Initially, CORS was properly configured for https port 5001 and everything was running smoothly. However, when I accidentally accessed an old bookmark for port 5000, I encountered an unexpected error message along with a 'preflight' error in the console.

Regardless of your specific environment, it is essential to ensure that all necessary ports are specified when using CORS, as both the host and port play crucial roles in successful communication.

It turned out that the root of my issue was related to my browser, as my requests were functioning properly in Postman.

I discovered that both Firefox and Chrome were blocking requests directed to port 6000. Once I made the switch to port 4000 for my ASP.NET API, the error message transformed into a CORS error that I was able to resolve.

Chrome specifically displayed the error code ERR_UNSAFE_PORT, providing me with valuable insight into where the problem might lie.

To resolve the CROS issue in your Angular or Ionic project while utilizing Laravel as your Backend, you can easily do so by editing your .htaccess file and adding the following code:

Header add Access-Control-Allow-Origin "*"
Header add Access-Control-Allow-Methods: "GET,POST,OPTIONS,DELETE,PUT"

In the case where a correct cors header is in place, it's possible that your corporate network is removing this header. To determine if the issue lies with the network, attempt to access the website from outside of your network. This can help identify whether the network is indeed causing the problem, a step worth taking regardless of the root cause.

Include the following code snippet in your connection file

header("Access-Control-Allow-Origin: *");
header("Access-Control-Allow-Methods: PUT,GET,POST,DELETE");
header("Access-Control-Allow-Headers: Origin, X-Requested-With, Content-Type, Accept");

In the realm of asp.net core, in case your api controller is missing the annotation [AllowAnonymous], it's essential to insert it above your controller title in this manner:

[ApiController]
    [Route("api/")]
    [AllowAnonymous]
    public class TestController : ControllerBase

For those utilizing nodejs as a backend, here are the necessary steps:

1. Begin by installing cors in your backend application:

   npm install cors

2. Next, include this code snippet:

    const cors = require('cors');
    const express = require('express');
    const expressApp = express();
    expressApp.use(cors({
        origin: ['http://localhost:4200'],
        "methods": "GET,PUT,POST",
        "preflightContinue": false,
        "optionsSuccessStatus": 204,
        credentials: true
    }));
   

Dealing with the same problem, I found a solution by incorporating grdl's advice and implementing a cors configuration on my server as shown below.

{
"cors": [
    {
      "origin": [“*”],
      "method": ["GET"],
      "responseHeader": ["Content-Type"],
      "maxAgeSeconds": 3600
    }
  ]
}

Make sure to refer to your server's specific cors configuration guide for proper setup instructions.

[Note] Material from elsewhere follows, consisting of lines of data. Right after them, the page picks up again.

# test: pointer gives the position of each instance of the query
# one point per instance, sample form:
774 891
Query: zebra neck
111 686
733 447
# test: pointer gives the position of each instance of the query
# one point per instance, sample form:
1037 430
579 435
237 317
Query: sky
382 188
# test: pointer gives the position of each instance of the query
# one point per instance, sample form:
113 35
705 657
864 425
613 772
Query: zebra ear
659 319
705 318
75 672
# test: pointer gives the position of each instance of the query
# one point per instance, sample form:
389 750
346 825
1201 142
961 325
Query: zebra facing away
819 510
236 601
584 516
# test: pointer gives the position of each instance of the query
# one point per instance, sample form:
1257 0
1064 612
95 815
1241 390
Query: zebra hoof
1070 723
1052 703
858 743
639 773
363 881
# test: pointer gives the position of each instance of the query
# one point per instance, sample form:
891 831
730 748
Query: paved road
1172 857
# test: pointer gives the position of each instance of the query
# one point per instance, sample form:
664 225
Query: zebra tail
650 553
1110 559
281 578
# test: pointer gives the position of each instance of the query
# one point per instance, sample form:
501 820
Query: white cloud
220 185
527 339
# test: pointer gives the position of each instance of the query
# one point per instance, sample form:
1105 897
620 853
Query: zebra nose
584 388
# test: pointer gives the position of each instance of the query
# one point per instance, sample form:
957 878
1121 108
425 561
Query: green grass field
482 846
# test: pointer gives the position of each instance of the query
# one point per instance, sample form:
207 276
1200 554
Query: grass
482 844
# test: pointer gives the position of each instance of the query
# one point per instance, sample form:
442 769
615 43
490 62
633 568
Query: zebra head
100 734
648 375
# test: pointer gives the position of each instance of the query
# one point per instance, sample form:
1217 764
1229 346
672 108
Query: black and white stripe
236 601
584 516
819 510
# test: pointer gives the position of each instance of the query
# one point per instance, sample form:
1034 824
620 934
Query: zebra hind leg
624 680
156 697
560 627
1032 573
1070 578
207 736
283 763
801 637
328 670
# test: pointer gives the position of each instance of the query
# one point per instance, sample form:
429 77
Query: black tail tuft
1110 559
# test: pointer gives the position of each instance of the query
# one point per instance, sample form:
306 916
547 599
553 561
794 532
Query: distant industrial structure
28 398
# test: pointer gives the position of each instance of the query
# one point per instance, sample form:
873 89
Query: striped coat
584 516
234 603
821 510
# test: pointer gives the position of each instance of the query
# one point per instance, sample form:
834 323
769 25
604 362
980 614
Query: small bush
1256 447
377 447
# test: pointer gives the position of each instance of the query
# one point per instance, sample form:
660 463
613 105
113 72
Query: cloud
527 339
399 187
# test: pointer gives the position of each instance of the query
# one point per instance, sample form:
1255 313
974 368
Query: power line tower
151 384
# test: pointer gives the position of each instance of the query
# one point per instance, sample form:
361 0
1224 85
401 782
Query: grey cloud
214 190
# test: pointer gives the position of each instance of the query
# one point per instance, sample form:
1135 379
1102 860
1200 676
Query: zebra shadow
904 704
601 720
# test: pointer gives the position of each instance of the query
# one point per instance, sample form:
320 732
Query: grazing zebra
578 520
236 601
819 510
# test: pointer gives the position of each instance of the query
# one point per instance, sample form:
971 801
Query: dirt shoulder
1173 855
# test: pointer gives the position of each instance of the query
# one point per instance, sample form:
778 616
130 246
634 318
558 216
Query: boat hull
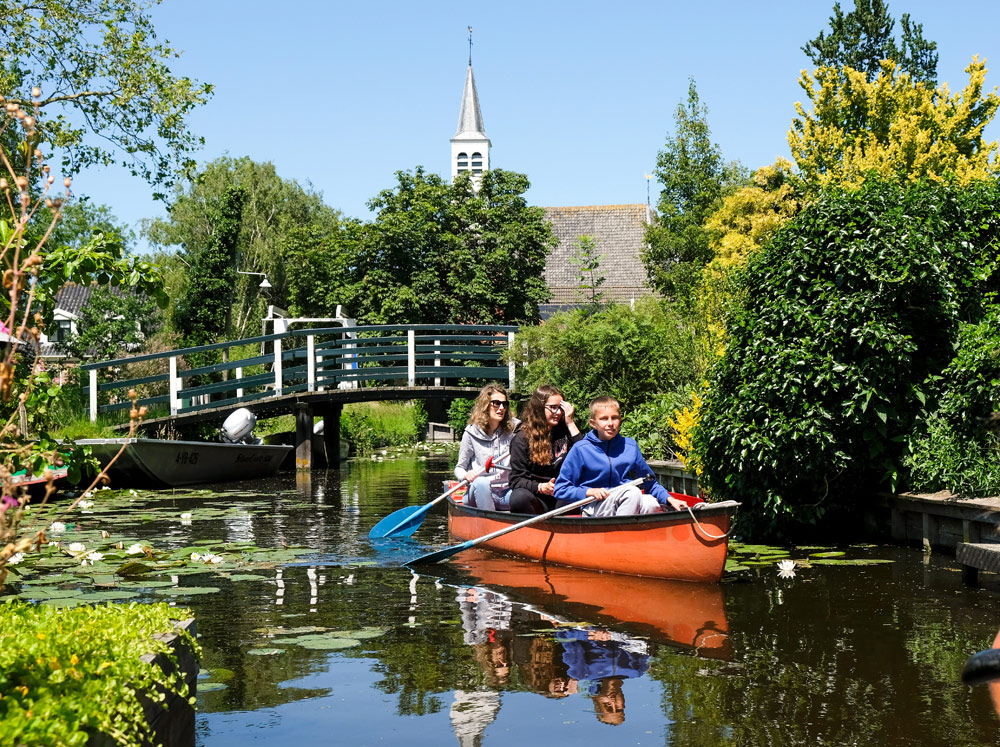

Let's discuss some straightforward scenarios:

a) When the network disconnects, a zero byte response is received.

b) Cancelling an HTTP call can result in this outcome (surprisingly).

c) During startup, moving pages too quickly can lead to canceled HTTP calls due to Angular not being properly connected. I had to lock the page to prevent this from happening.

d) With a proxy in between, the connection may be terminated after 30 seconds without sending a HTTP timeout packet. Checking the .NET logs on the backend will reveal a "client disconnected" message. This occurrence is common as users may simply close their browsers without warning.

All of these issues have occurred for me, and determining the exact cause of a specific failure can be challenging.

In my scenario, I encountered a situation where UseCors was positioned after the UseAuthentication / Authorization middleware: Encountering 'No 'Access-Control-Allow-Origin' Header' Error in Response

Although it may not be as long-standing as some other queries, I recently encountered this issue in an Ionic-Laravel application. Despite trying various solutions found here and on other forums without success, I eventually resorted to installing the barryvdh/laravel-cors package in Laravel. Surprisingly, this addition resolved the problem effectively.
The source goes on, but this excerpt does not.